I do bot oppose to comments. But they should be used only when needed.

crazygringo an hour ago | parent | prev [-]

No. What you are describing is exactly the myth that needs to die.

> comments are a liability waiting to rot, to be missed in a refactor, and waiting to become a source of confusion

This gets endlessly repeated, but it's just defending laziness. It's your job to update comments as you update code. Indeed, they're the first thing you should update. If you're letting comments "rot", then you're a bad programmer. Full stop. I hate to be harsh, but that's the reality. People who defend no comments are just saying, "I can't be bothered to make this code easier for others to understand and use". It's egotistical and selfish. The solution for confusing comments isn't no comments -- it's good comments. Do your job. Write code that others can read and maintain. And when you update code, start with the comments. It's just professionalism, pure and simple.

II2II 24 minutes ago | parent [-]

For all we know, the comment came from someone who was doing their job (by your definition) and were bitten in the behind by colleagues who did not do their job. We do not live in an ideal world. Some people are sloppy because they don't know, don't care, or simply don't have the time to do it properly.
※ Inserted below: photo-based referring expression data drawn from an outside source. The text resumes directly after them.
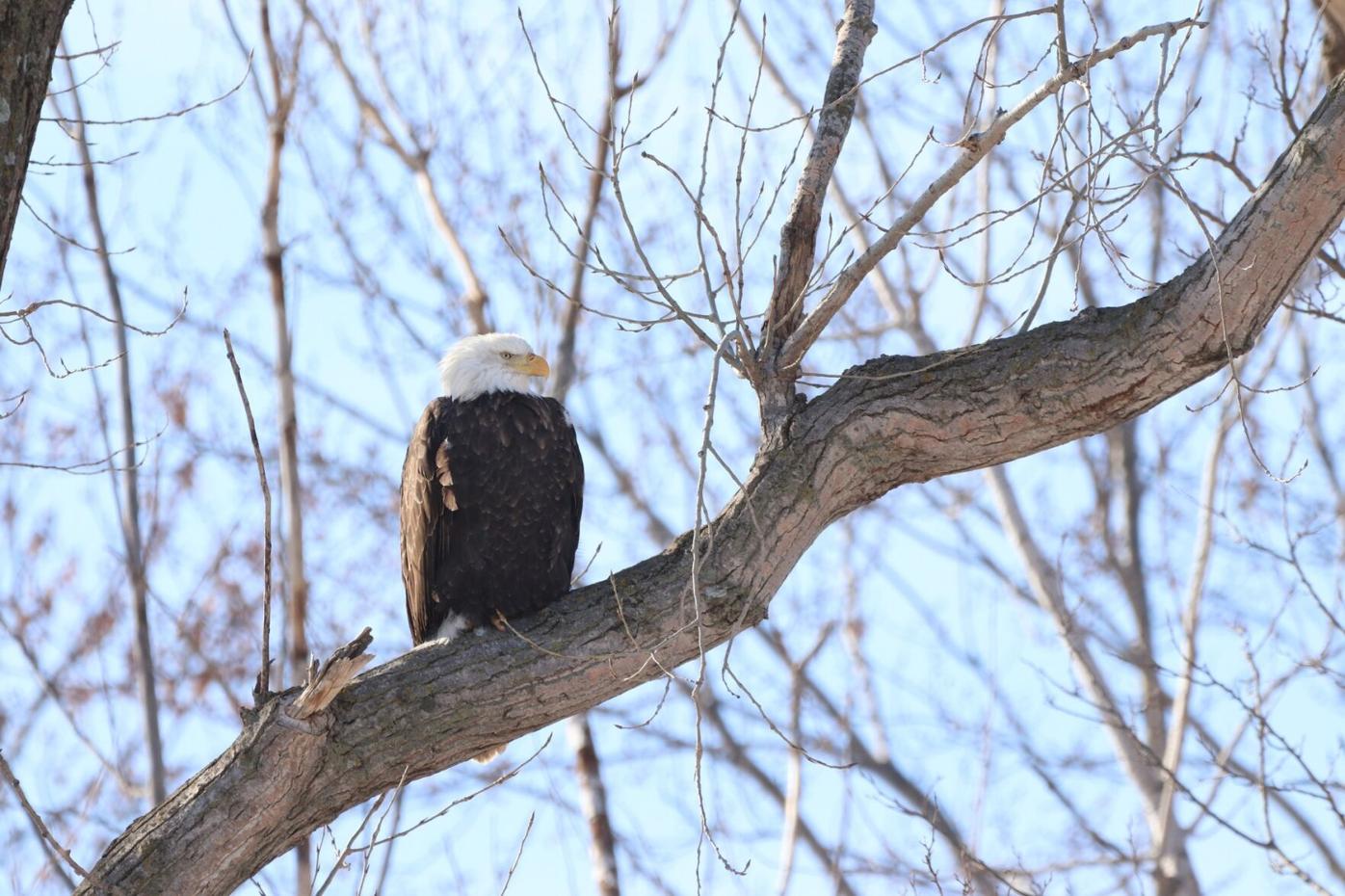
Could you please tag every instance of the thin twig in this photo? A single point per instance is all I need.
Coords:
(264, 678)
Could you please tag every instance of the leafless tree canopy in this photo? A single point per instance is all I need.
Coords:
(957, 385)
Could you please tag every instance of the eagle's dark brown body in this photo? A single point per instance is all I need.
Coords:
(492, 489)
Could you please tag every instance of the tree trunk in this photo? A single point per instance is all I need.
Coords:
(29, 36)
(889, 421)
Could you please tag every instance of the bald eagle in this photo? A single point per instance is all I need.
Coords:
(492, 488)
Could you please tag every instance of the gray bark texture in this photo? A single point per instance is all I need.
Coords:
(889, 421)
(29, 36)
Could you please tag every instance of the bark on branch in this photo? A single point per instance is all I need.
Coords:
(799, 233)
(889, 421)
(29, 36)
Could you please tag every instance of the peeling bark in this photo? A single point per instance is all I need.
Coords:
(889, 421)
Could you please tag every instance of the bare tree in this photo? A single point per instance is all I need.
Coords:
(986, 668)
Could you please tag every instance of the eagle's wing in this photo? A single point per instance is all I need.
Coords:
(576, 477)
(427, 502)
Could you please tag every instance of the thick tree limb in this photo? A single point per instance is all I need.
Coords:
(29, 36)
(889, 421)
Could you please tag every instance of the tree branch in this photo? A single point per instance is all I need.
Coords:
(886, 423)
(29, 36)
(799, 234)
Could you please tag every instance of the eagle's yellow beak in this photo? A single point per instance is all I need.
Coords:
(536, 366)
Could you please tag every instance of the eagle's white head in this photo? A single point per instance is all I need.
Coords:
(492, 362)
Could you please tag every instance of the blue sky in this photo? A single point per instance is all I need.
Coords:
(183, 210)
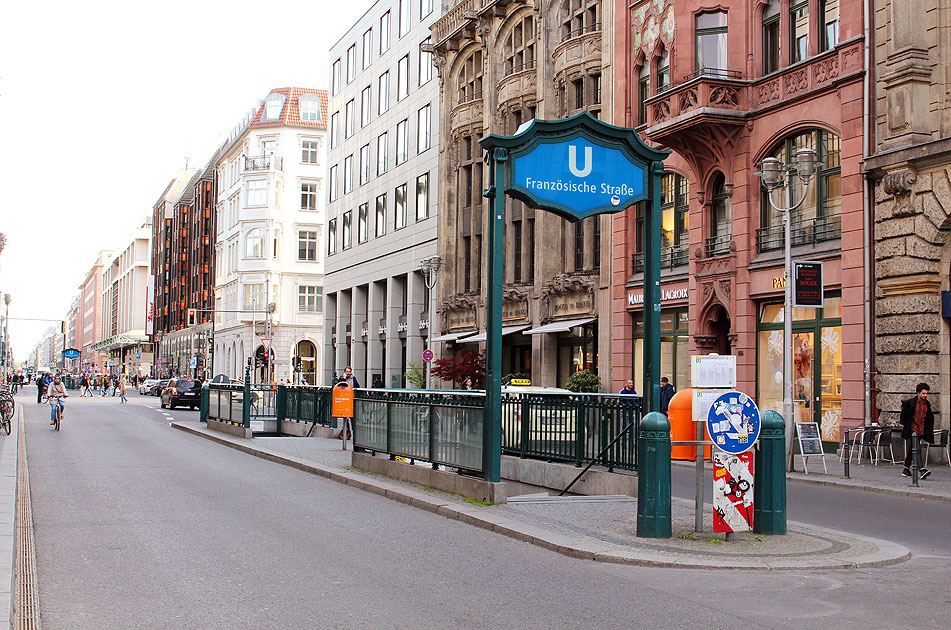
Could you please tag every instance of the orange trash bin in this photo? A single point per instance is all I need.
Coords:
(680, 416)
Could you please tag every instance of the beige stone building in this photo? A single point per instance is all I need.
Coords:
(502, 63)
(910, 166)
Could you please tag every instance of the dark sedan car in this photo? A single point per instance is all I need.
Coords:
(183, 392)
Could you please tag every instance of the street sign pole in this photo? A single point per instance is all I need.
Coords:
(492, 422)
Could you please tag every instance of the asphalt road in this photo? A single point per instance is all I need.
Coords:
(141, 526)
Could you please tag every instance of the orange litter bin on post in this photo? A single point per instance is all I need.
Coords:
(682, 429)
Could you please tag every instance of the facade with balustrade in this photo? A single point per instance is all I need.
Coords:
(725, 85)
(502, 63)
(269, 263)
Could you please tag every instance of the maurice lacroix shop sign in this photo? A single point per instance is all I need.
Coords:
(635, 299)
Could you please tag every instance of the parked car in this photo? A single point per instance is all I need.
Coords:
(158, 388)
(146, 385)
(185, 392)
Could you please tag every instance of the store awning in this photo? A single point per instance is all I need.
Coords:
(452, 336)
(563, 326)
(506, 330)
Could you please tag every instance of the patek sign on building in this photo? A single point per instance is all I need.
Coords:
(807, 284)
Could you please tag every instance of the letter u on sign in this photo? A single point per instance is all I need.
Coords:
(573, 161)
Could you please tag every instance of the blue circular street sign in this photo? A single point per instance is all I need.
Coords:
(733, 422)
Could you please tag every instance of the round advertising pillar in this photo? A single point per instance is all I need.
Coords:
(653, 477)
(769, 485)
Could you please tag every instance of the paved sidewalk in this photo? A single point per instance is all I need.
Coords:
(594, 528)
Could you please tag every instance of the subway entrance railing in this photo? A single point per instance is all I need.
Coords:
(445, 427)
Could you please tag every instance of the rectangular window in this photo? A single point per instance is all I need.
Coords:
(401, 140)
(384, 32)
(364, 164)
(422, 129)
(348, 174)
(365, 106)
(381, 154)
(712, 42)
(383, 93)
(402, 78)
(254, 297)
(308, 196)
(310, 299)
(380, 218)
(363, 232)
(400, 195)
(348, 119)
(422, 197)
(257, 192)
(425, 62)
(347, 235)
(404, 17)
(307, 245)
(367, 48)
(308, 153)
(334, 126)
(799, 30)
(829, 11)
(351, 63)
(332, 236)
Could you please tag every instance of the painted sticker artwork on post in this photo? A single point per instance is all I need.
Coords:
(732, 492)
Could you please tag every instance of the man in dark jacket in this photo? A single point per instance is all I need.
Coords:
(917, 417)
(666, 393)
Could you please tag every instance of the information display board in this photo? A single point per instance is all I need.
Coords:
(732, 492)
(713, 371)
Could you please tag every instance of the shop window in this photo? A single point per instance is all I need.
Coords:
(712, 49)
(817, 364)
(771, 37)
(819, 218)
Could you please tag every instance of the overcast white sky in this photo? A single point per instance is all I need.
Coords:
(100, 103)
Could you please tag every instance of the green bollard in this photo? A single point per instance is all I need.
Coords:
(769, 485)
(653, 477)
(205, 396)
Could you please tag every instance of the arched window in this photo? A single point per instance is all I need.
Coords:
(306, 363)
(579, 17)
(254, 243)
(818, 218)
(470, 78)
(519, 46)
(721, 219)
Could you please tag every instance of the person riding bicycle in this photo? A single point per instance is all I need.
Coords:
(55, 394)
One cannot put their full faith into comments because of that.

(Please note: I'm not arguing against comments. I'm simply arguing that trusting comments is problematic. It is understandable why some people would prefer to have clearly written code over clearly commented code.)

georgemcbay an hour ago | parent | prev | next [-]

The code's functionality is immediately obvious to me as someone who works a lot with graphics coordinate systems.

I'm sure the code would be immediately obvious to anyone who would be working on it at the time.

Comments aren't unnecessary, they can be very helpful, but they also come with a high maintenance cost that should be considered when using them. They are a long-term maintenance liability because by design the compiler ignores them so its very easy to change/refactor code and miss changing a comment and then having the comment be misleading or just plain wrong.

These days one could make some sort of case (though I wouldn't entirely buy it, yet) that an LLM-based linter could be used to make sure comments do not get disconnected from the code they are documenting, but in 1990? not so much.

Would I have used longer variable names for slightly more clarity? Today, sure. In 1990, probably not. Temporal context is important and compilers/editors/etc have come a long way since then.

DoneWithAllThat 2 hours ago | parent | prev [-]

Man I just don’t know who to believe, you or the Chief Scientist for Software Engineering at IBM research Almaden.